Mas a esquerda mudou muito de lá para cá, e passou a se contentar com o entretenimento feito para as massas desde que de tempos em tempos o suposto artista – em geral bastante capitalista – se engaje em pautas identitárias, ou faça campanha para algum candidato específico.
Defesa da cultura
O papel da defesa da cultura distinta das manifestações de massa acabou ficando com a direita, especialmente Bruno Tolentino, que na Europa viveu um ambiente em que tal distinção era perfeitamente natural. Ele disse, ainda na famosa entrevista: “É preciso perguntar dia e noite: por que Chico, Caetano e Benjor no lugar de Bandeira, Adélia Prado e Ferreira Gullar?”.
Com efeito, aconteceu uma verdadeira substituição da cultura pelo entretenimento de massas. Nos vestibulares e no Enem a música pop tomou o lugar da grande poesia feita no Brasil. No cinema aconteceu a mesma coisa: os documentários e cinebiografias musicais tratam quase exclusivamente de música popular e pop, ignorando a música clássica e a grande poesia.

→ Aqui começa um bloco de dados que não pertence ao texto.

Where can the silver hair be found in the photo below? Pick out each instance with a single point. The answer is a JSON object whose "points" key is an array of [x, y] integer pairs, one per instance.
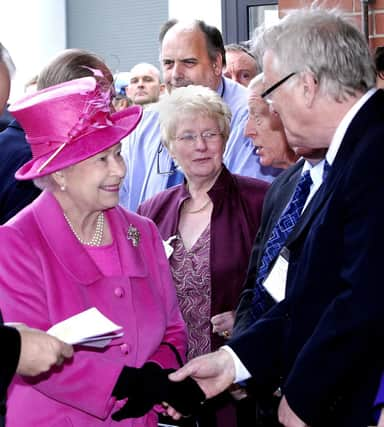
{"points": [[191, 100], [325, 43], [6, 59], [256, 81]]}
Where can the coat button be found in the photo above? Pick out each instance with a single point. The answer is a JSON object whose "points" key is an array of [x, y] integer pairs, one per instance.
{"points": [[119, 292], [124, 348]]}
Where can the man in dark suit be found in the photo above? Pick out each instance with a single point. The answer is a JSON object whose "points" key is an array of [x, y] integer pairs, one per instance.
{"points": [[25, 351], [321, 343], [14, 152]]}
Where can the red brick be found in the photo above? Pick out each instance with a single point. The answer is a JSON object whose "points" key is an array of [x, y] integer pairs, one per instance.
{"points": [[346, 5], [378, 4], [379, 23]]}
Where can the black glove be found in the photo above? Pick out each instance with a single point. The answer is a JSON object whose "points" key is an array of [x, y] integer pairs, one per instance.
{"points": [[150, 385]]}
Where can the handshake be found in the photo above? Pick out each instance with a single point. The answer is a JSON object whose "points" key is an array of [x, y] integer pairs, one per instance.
{"points": [[149, 385]]}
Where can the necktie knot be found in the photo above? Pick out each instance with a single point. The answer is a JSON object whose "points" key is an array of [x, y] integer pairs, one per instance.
{"points": [[277, 239], [326, 169]]}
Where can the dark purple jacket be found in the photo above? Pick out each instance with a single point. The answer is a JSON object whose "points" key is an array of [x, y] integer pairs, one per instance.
{"points": [[237, 204]]}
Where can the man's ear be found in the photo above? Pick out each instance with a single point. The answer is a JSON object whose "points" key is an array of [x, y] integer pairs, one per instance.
{"points": [[310, 87], [218, 65]]}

E pior: muitos nomes tornaram-se completamente desconhecidos do público em geral por causa dessa tendência. O editor Diogo Fontana escreveu na orelha do livro O Sentido da Tradição, de Tasso da Silveira: “Para cada Chico Buarque exaltado, um Antonio Olinto proscrito. Para cada Frei Betto, um Gustavo Corção. Para cada Gilberto Gil, um José Geraldo Vieira. Para cada Jô Soares, um João Camilo de Oliveira Torres”.
A distinção é fundamental
O problema não é a exaltação de músicos populares como músicos populares, isso existe em todo mundo. O problema é transformá-los naquilo que não são: representantes máximos da cultura brasileira, referências acadêmicas ou intelectuais – inclusive ocupando o espaço devido a outros artistas, esses sim importantes.
Quando se trata de política pública, a distinção entre arte e entretenimento é fundamental. O Estado não pode se envolver em todas as manifestações culturais, seria inviável. Ele acaba tendo que escolher o que financiar e o que não financiar. Em muitos países, como a França, o critério de valor artístico e cultural é utilizado.
No Brasil, infelizmente, a cultura de massa tem sido amplamente incentivada pelo Estado, até mesmo aquele tipo de manifestação que não depende do governo para sobreviver, como os show de pop e sertanejo. As prefeituras lideram na contratação desse tipo de show a valores exorbitantes – a Prefeitura de São Paulo, por exemplo, gasta 65 milhões com a controversa Virada Cultural, focada na música pop.